Semitoric degenerations of Hibi varieties and flag varieties

TL;DR

This paper constructs flat semitoric degenerations for Hibi varieties and flag varieties, revealing their component structure and connections to polytopes, with applications to Grassmannians and flag varieties.

Contribution

It introduces a novel family of semitoric degenerations for Hibi and flag varieties, linking their components to polytopal subdivisions and embedding them into toric varieties.

Findings

Components are Hibi varieties associated with polytopal subdivisions.

Constructed degenerations include Grassmannians and flag varieties.

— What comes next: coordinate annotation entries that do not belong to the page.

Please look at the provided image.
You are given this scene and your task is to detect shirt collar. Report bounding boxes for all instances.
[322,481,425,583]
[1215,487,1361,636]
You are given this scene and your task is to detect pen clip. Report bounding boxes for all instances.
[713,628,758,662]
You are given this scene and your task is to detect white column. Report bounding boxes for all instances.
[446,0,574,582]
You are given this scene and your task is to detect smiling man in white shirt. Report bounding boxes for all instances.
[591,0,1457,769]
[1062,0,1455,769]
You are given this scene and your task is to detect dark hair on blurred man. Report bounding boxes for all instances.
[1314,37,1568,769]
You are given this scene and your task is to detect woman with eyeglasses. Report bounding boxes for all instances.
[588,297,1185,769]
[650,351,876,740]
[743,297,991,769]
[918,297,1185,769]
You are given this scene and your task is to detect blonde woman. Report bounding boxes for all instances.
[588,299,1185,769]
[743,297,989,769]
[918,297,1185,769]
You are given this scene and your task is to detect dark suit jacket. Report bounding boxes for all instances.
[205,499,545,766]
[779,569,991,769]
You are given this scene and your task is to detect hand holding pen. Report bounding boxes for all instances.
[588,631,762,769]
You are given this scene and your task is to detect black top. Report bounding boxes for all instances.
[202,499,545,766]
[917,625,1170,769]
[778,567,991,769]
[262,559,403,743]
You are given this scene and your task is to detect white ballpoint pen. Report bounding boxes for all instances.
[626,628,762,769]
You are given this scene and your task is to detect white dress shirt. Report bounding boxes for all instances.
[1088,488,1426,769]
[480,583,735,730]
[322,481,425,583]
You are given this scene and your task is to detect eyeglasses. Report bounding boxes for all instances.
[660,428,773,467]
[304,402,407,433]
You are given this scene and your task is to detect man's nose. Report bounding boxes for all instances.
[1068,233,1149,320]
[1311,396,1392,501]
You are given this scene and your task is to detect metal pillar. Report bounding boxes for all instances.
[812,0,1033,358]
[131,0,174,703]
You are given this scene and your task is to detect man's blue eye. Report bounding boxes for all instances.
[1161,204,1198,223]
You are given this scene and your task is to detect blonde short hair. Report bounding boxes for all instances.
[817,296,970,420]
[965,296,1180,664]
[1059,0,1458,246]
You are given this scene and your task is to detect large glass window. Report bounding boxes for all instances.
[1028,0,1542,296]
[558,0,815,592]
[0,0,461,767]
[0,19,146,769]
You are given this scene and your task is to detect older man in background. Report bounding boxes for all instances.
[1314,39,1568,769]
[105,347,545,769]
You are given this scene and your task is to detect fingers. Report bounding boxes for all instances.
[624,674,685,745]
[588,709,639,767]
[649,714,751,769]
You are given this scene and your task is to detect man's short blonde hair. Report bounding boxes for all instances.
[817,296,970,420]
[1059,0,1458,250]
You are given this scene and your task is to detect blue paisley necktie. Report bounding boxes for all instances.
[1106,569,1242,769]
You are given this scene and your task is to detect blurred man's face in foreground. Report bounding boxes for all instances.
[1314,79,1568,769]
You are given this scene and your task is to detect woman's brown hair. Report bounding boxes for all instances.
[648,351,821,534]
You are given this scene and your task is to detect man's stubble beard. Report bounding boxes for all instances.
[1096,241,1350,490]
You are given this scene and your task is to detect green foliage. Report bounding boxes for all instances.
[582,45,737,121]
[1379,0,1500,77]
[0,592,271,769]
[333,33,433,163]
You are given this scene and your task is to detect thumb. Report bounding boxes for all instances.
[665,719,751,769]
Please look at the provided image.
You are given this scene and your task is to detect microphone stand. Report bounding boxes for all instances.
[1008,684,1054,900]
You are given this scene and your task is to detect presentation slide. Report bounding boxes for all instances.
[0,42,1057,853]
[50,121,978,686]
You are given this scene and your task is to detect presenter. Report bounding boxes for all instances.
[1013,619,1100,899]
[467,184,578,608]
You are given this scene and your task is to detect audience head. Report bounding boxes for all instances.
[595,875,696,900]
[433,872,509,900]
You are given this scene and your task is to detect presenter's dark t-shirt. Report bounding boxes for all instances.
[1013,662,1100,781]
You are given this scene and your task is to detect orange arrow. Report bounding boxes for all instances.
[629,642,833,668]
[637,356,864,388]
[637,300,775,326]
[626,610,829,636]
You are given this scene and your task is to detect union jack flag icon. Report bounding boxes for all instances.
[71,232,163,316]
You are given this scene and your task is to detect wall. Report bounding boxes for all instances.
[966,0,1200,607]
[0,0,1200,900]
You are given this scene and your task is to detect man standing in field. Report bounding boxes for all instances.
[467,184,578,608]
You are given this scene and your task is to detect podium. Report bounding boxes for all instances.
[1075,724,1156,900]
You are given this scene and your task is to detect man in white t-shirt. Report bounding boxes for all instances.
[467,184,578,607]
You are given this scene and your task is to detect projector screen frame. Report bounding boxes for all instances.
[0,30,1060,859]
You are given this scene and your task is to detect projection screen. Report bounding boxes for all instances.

Weight polytopes project onto order polytopes with regular subdivisions.

Abstract

We construct a family of flat semitoric degenerations for the Hibi variety of every finite distributive lattice. The irreducible components of each degeneration are the toric varieties associated with polytopes forming a regular subdivision of the order polytope of the underlying poset. These components are themselves Hibi varieties. For each degeneration in our family we also define the corresponding weight polytope and embed the degeneration into the associated toric variety as the union of orbit closures given by a set of faces. Every such weight polytope projects onto the order polytope with the chosen faces projecting into the parts of the corresponding regular subdivision. We apply these constructions to obtain a family of flat semitoric degenerations for every type A Grassmannian and complete flag variety.